While the film, on paper, reads like it may make for a plausible and light-hearted comedy, in reality it has produced a rather confused adolescent, trying hard to capitalise on childish and slapstick aspects of comedy which made films such as Anchorman and The 40 year Old Virgin such classics.
Firstly, whether you like to admit it or not, Seth Rogen’s character just does not work. Here we have an immensely talented comic actor stuck playing a role that never gives him the freedom to express this. Unconvincing as a bi-polar sufferer with an alcoholic mother, much of Rogen’s comedy within the film is cringeworthy and unconvincing. The comedy regularly feels recycled, as if pieced together by the leftovers of similar films of this genre.
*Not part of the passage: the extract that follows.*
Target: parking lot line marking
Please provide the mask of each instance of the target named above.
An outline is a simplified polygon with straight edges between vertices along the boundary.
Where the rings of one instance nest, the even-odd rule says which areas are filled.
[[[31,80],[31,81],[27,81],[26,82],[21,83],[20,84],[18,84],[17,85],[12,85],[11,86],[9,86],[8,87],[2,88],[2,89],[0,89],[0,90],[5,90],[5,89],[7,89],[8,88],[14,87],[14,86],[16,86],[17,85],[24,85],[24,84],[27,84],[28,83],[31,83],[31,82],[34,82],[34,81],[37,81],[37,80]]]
However, Rogen’s shortcomings are no worse than those of John and Matt Yuan, twin brothers who were selected as part of Rogen’s mall cop entourage. Upon further investigation, it was established that this was the pair’s first main acting role and I hope it will be one of the last. Obviously, the pair were brought in to offer a different angle to the film, adding a sense of diversity that has become rife amongst this comedy genre. However, unlike Christopher Mintz-Plasse’s success as McLovin or Steve Carell’s now legendary performance as Brick Tamland, the pair offered nothing new, with their input generally long-winded and unpleasant.
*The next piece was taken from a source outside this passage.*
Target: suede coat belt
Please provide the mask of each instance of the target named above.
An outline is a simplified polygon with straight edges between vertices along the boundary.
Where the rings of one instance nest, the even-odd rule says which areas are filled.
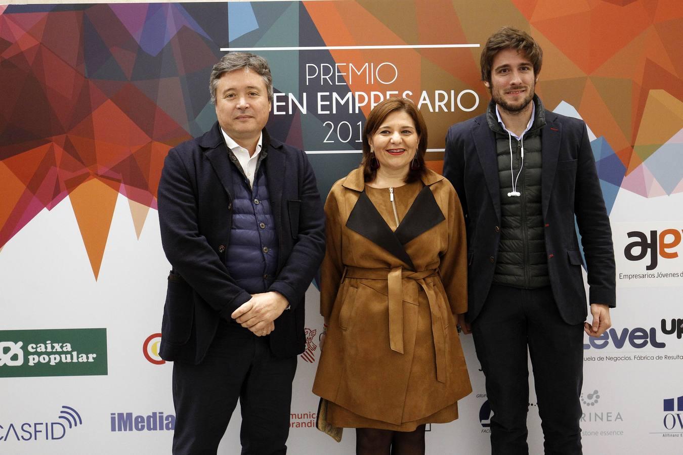
[[[413,271],[402,267],[393,269],[365,269],[347,267],[344,277],[361,280],[386,280],[389,289],[389,340],[392,351],[404,353],[403,350],[403,280],[415,280],[425,291],[432,315],[432,336],[436,359],[436,379],[446,382],[446,318],[445,308],[439,308],[434,286],[425,278],[439,277],[438,270]],[[440,277],[439,277],[439,279]],[[443,301],[441,301],[443,302]],[[444,305],[441,305],[444,306]]]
Despite this, Observe and Report still has moments of brilliance which give hope in regard to the future career of director Jody Hill. Firstly, the casting of Ray Liotta as Detective Harrison was genius. The actor shines on many occasions, showing his elasticity for such varied roles and even saving the film with his wonderfully dysfunctional bond to Rogen.
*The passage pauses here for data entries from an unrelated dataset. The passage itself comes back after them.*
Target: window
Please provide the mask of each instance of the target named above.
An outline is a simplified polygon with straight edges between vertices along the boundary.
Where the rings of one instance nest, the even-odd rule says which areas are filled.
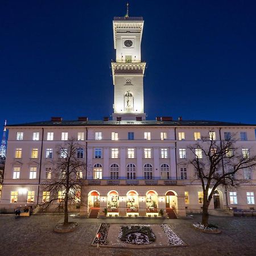
[[[200,191],[198,192],[198,203],[203,204],[204,201],[204,193],[203,191]]]
[[[144,148],[144,156],[145,158],[151,158],[151,149]]]
[[[161,138],[161,141],[165,141],[167,139],[167,133],[161,133],[160,134],[160,137]]]
[[[46,168],[46,178],[49,180],[52,178],[52,167]]]
[[[246,192],[247,203],[248,204],[254,204],[254,193],[253,192]]]
[[[184,141],[185,140],[185,133],[184,131],[181,131],[178,133],[179,141]]]
[[[77,141],[84,141],[84,133],[77,133]]]
[[[32,137],[32,141],[39,140],[39,133],[33,133],[33,137]]]
[[[46,158],[52,158],[53,154],[53,151],[52,150],[52,148],[46,148]]]
[[[161,158],[168,158],[167,148],[161,148]]]
[[[211,141],[216,140],[216,133],[215,131],[209,131],[209,138]]]
[[[43,192],[43,203],[48,202],[49,201],[49,191]]]
[[[84,149],[79,148],[76,149],[76,156],[77,158],[84,158]]]
[[[161,179],[166,180],[170,179],[169,166],[167,164],[163,164],[160,170]]]
[[[34,203],[35,200],[35,191],[27,192],[27,203]]]
[[[111,148],[111,158],[118,158],[118,148]]]
[[[118,174],[119,167],[117,164],[113,164],[110,166],[110,179],[118,180],[119,177]]]
[[[68,140],[68,133],[61,133],[61,141],[67,141]]]
[[[13,179],[19,179],[19,174],[20,172],[20,167],[14,167],[13,168]]]
[[[144,139],[147,139],[147,141],[150,141],[151,139],[150,133],[148,131],[146,131],[145,133],[144,133]]]
[[[134,133],[133,131],[129,131],[128,133],[128,139],[129,141],[133,141],[134,139]]]
[[[251,180],[251,170],[249,168],[243,168],[245,180]]]
[[[102,179],[102,167],[100,164],[96,164],[93,168],[93,179]]]
[[[111,139],[112,141],[118,141],[118,133],[112,131],[111,133]]]
[[[240,138],[241,141],[247,141],[247,133],[246,131],[241,131],[240,133]]]
[[[153,170],[150,164],[146,164],[144,166],[143,171],[145,180],[152,180],[153,179]]]
[[[194,133],[195,141],[200,141],[201,139],[201,133],[196,131]]]
[[[225,131],[224,133],[224,139],[225,141],[229,141],[231,139],[231,133],[230,131]]]
[[[22,156],[22,148],[16,148],[15,149],[15,158],[21,158]]]
[[[38,148],[32,148],[31,158],[38,158]]]
[[[101,148],[94,148],[94,158],[101,158]]]
[[[242,148],[242,154],[243,155],[243,158],[249,158],[250,157],[250,152],[249,148]]]
[[[11,191],[11,203],[17,203],[18,191]]]
[[[180,179],[181,180],[187,180],[187,168],[181,167],[180,171]]]
[[[30,167],[30,179],[36,178],[36,167]]]
[[[237,204],[237,192],[229,192],[229,198],[230,199],[230,204]]]
[[[196,155],[197,158],[203,158],[203,152],[201,148],[196,149]]]
[[[134,148],[128,148],[128,158],[134,158]]]
[[[136,167],[133,164],[127,166],[127,179],[135,180],[136,179]]]
[[[23,139],[23,133],[22,131],[17,132],[17,141],[22,141]]]
[[[95,133],[95,139],[96,141],[101,141],[102,139],[102,135],[101,131]]]
[[[179,148],[179,155],[180,156],[180,158],[186,158],[186,149]]]
[[[53,140],[53,133],[47,133],[47,141]]]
"Unlike its Happy Madison-directed relative, Paul Blart: Mall Cop, Observe and Report never manages to grasp your attention and its rather dark storyline makes it basically impossible to make any kind of emotional connection to the film or its star"
As well as this, the performances of both Celia Weston as Ronnie’s mother and Dan Bakkedahl as Mark are hilarious, further adding to the maladjusted nature that is Ronnie.
What’s irritating about this film is that, at times, it really does make you laugh. Now whether that’s watching Seth place a blanket over his inebriated mother or this very mother responding to Ronnie’s question of whether he was to blame for his father leaving with ‘definitely’, it really does show glimpses of something better. However, more often than not the comedy wore thin or went down a rather disturbing path and as such was forgotten.
Here’s an observation - Jody Hill has failed to make the most of Seth Rogen and the many other hugely successful stars featured, instead producing a rather heavy-handed piece which makes for uncomfortable viewing. Unlike its Happy Madison-directed relative, Paul Blart: Mall Cop, Observe and Report never manages to grasp your attention and its rather dark storyline makes it basically impossible to make any kind of emotional connection to the film or its star.
Here’s the report - to date, the film is the lowest-grossing film in which Seth Rogen has played a leading role, and both John and Matt Yuan have remained as regular unknowns since its release, little to the surprise of anyone who watches this film.
Overall, it would appear that Jody Hill bit off more than he could chew with this project and one can only hope that Rogen now introduces him to the likes of Judd Apatow and Will Ferrell for the sake of both his career and the audiences of his latter productions.
Again, a limited option from a limited film. In terms of extras, there is a gag reel of around 12 minutes. Apart from this, Observe and Report offers very little in terms of extras.